Out of the recyclable materials, plastic, glass, paper, and metal make the majority of the lot. However, given that each of them generates different amounts of waste, the specific recycling rates of each vary considerably. Here's a glimpse of EPA's last published record on MSW generation and recycling percentage.
The problem only worsens with nearly all of the plastic being downcycled. It loses its value over time and sooner or later becomes too threadbare to be recycled. The majority of waste remains stuck in landfills, eventually degrading into deadlier microplastics. This is nothing but more bad news to the already existing warning of 12 billion metric tonnes (approx) of plastic in landfills globally by 2050— roughly 35,000 times heavier than the entire Empire State Building.
Even with the rigorous efforts of countless thousands of people across the world, plastic pollution continues to be an issue. Contaminating the water, air, and land and threatening the lives of millions of humans, animals, and plants. While recycling is an effective way to reduce the massive levels of harmful waste that pile up around the world, we must all start putting effort into abandoning our dependence on plastic.
How is Terra Thread contributing to the plastic-free movement?
The consequences of climate change have put the urgency on consumer behavior transformation. Terra Thread is a catalyst in demonstrating how conscious consumer culture can change the way we purchase things. Standing on the absolute antithesis of fast fashion, our slow, ethically manufactured products are designed to last. Terra Thread's sustainable backpacks, mini backpack, computer sleeve, and other bags are made from rain-fed organic cotton, which is grown without pesticides and are free of synthetics. We're dedicated to sustainable, eco-friendly products and plastic-free packaging. All our products are made of biodegradable natural fiber sourced responsibly. We are working hard on completely eliminating plastic at every stage of our production, and we are doing all we can to eventually get there.
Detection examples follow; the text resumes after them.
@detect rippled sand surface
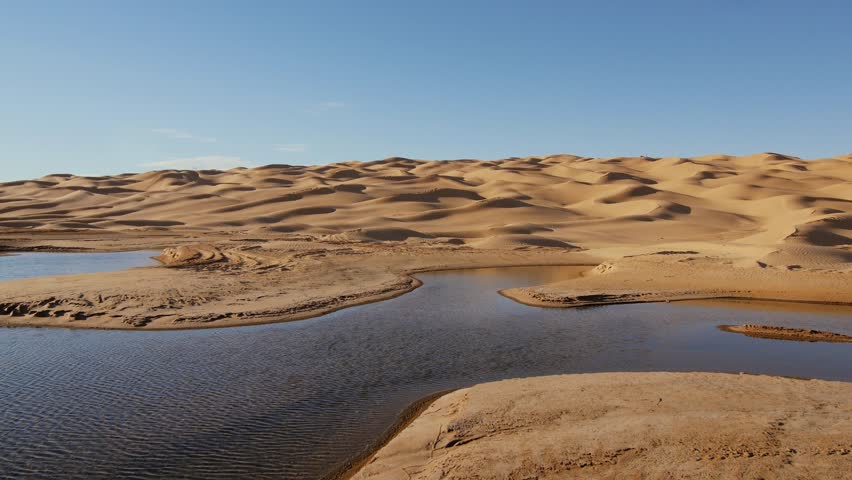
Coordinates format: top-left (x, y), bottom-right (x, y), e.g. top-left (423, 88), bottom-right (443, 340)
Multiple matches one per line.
top-left (0, 268), bottom-right (852, 479)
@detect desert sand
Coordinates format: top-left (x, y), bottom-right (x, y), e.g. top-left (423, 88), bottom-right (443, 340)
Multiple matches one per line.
top-left (719, 324), bottom-right (852, 343)
top-left (353, 373), bottom-right (852, 480)
top-left (0, 153), bottom-right (852, 479)
top-left (0, 153), bottom-right (852, 328)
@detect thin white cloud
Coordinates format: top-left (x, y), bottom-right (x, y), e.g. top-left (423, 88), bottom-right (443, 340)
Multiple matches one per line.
top-left (139, 155), bottom-right (253, 170)
top-left (275, 143), bottom-right (308, 153)
top-left (151, 128), bottom-right (216, 143)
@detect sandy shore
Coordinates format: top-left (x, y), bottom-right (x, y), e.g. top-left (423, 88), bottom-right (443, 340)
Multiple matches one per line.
top-left (719, 325), bottom-right (852, 343)
top-left (0, 153), bottom-right (852, 328)
top-left (353, 373), bottom-right (852, 479)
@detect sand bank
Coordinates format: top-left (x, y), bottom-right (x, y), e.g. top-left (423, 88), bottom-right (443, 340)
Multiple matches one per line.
top-left (0, 153), bottom-right (852, 328)
top-left (719, 325), bottom-right (852, 343)
top-left (353, 373), bottom-right (852, 479)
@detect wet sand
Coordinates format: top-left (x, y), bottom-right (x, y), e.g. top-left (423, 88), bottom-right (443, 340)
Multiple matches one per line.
top-left (352, 373), bottom-right (852, 479)
top-left (719, 325), bottom-right (852, 343)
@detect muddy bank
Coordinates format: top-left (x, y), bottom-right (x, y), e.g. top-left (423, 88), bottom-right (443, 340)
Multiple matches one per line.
top-left (353, 373), bottom-right (852, 479)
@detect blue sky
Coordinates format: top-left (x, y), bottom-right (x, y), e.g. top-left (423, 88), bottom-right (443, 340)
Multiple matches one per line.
top-left (0, 0), bottom-right (852, 180)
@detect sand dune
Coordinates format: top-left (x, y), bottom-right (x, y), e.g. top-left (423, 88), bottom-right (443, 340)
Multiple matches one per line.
top-left (0, 153), bottom-right (852, 328)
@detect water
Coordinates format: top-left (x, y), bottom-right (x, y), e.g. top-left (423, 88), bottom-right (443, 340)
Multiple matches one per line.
top-left (0, 268), bottom-right (852, 479)
top-left (0, 251), bottom-right (160, 282)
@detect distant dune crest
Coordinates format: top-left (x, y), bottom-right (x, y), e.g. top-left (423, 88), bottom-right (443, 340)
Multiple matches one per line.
top-left (0, 153), bottom-right (852, 255)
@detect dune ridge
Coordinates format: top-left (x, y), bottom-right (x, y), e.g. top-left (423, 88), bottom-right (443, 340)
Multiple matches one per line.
top-left (0, 153), bottom-right (852, 328)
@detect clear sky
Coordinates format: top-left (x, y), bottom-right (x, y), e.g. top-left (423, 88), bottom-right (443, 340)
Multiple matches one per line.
top-left (0, 0), bottom-right (852, 180)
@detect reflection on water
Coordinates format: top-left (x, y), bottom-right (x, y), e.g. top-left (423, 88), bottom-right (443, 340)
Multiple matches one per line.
top-left (0, 268), bottom-right (852, 479)
top-left (0, 251), bottom-right (160, 282)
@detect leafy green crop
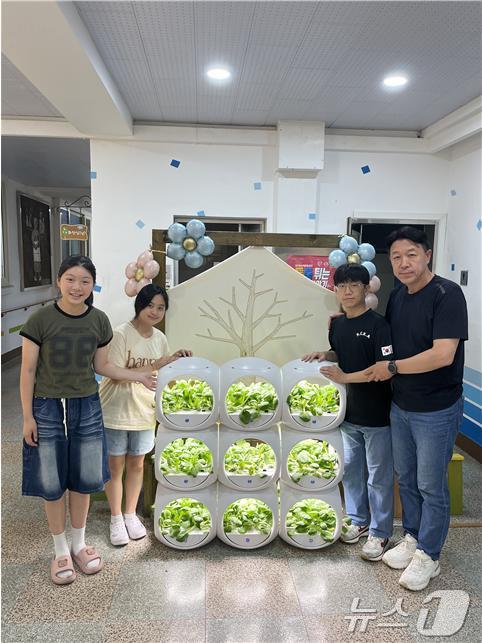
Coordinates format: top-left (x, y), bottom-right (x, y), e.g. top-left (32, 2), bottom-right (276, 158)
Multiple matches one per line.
top-left (287, 380), bottom-right (340, 422)
top-left (162, 380), bottom-right (213, 413)
top-left (286, 498), bottom-right (336, 542)
top-left (159, 498), bottom-right (211, 543)
top-left (224, 440), bottom-right (276, 478)
top-left (288, 440), bottom-right (338, 482)
top-left (226, 382), bottom-right (278, 424)
top-left (223, 498), bottom-right (273, 534)
top-left (159, 438), bottom-right (213, 477)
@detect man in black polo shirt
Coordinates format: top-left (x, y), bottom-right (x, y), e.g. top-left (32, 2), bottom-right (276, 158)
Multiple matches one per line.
top-left (303, 265), bottom-right (393, 561)
top-left (366, 227), bottom-right (468, 591)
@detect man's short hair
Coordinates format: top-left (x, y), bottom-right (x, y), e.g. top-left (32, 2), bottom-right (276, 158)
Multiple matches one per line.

The world cannot completely avoid using plastics; however, that doesn't mean that consumers cannot take responsibility for their actions. Conscious efforts like reducing the use of plastic in everyday life and committing to effective recycling will lead to less environmental damage. We must all make a concerted effort for recycling to work effectively by completely transforming our consumption behavior and frameworks.